OSSEC is an open-sourced customizable and scalable data breach prevention tool that will alert you to network intrusions. Features include rootkit and malware detection, file integrity monitoring, log-based intrusion detection, and more. The new version, OSSEC+, comes with a machine learning element, real-time community threat sharing, and other features.

Malwarebytes

A SaaS that offers both home and business protection services against suspicious sites, malware, and ransomware. For businesses, it can be used as a centrally managed network monitoring tool or a standalone security solution.

The PCman Website Virus Test

It’s a free service that plants a fake virus on your computer to gauge its defenses. It’s a good way to know if your antivirus is setup properly.

Nessus Professional

This is the solution for unexpected problems like when your employees incorrectly set-up your network’s security or software patches. It detects and repairs vulnerabilities in your system, including bugs, missing patches, wrong OS configurations, and so much more.

It checks if your software version numbers match with the updates and confirms if your programs are running as they’re supposed to.

Snort

An open-source enterprise level intrusion detection system that uses a series of (flexible) rules to identify malicious network activity.
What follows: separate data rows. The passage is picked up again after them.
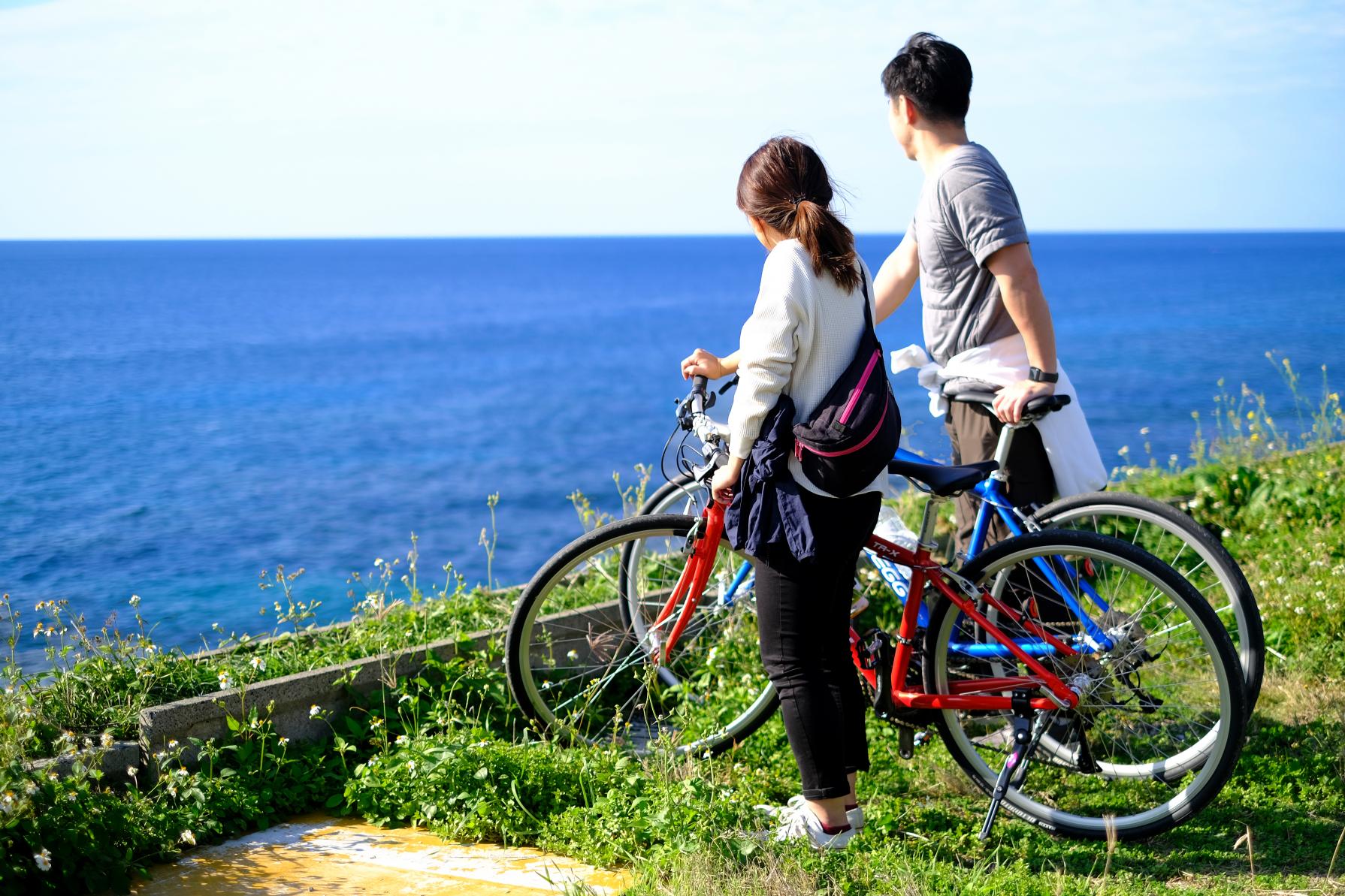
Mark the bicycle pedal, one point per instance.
(909, 741)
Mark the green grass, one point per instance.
(446, 750)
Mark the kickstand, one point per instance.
(1023, 715)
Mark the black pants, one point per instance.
(803, 612)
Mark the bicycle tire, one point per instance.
(712, 693)
(1110, 794)
(1244, 627)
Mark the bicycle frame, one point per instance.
(924, 569)
(994, 501)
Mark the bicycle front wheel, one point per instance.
(1186, 547)
(1161, 715)
(582, 671)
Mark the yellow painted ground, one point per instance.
(320, 855)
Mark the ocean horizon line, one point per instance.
(1156, 231)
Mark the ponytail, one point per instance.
(829, 243)
(786, 185)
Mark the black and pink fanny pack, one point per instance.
(854, 430)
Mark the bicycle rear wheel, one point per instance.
(1161, 717)
(580, 670)
(1186, 547)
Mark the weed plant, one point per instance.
(447, 750)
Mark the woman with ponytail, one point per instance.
(803, 333)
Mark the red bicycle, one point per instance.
(643, 634)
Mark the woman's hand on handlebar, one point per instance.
(704, 364)
(725, 481)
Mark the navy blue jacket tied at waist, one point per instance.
(767, 513)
It can be used as a packet sniffer, packet logger, or as a total network intrusion detection system.

Heimdal

Another enterprise level product, Heimdal, protects companies from data leaks, browser hijacking, ransomware, and other cyber-attacks. Its machine-learning capability allows the software to detect hidden threats, while the advanced firewall prevents incoming attacks and allows users to isolate affected devices.

Metasploit

Metasploit Rapid7 help users scan their systems and networks for more than 1500 possible exploits.

Of course, these tools will go a long way in protecting your business from cyber-attacks, but they can’t fully replace the services a cybersecurity firm provides. Your network’s security is only as effective as its administrators.

While these cyber security tools can help you detect attacks, they can’t help you create a customizable response to get your systems back running in case of a data breach.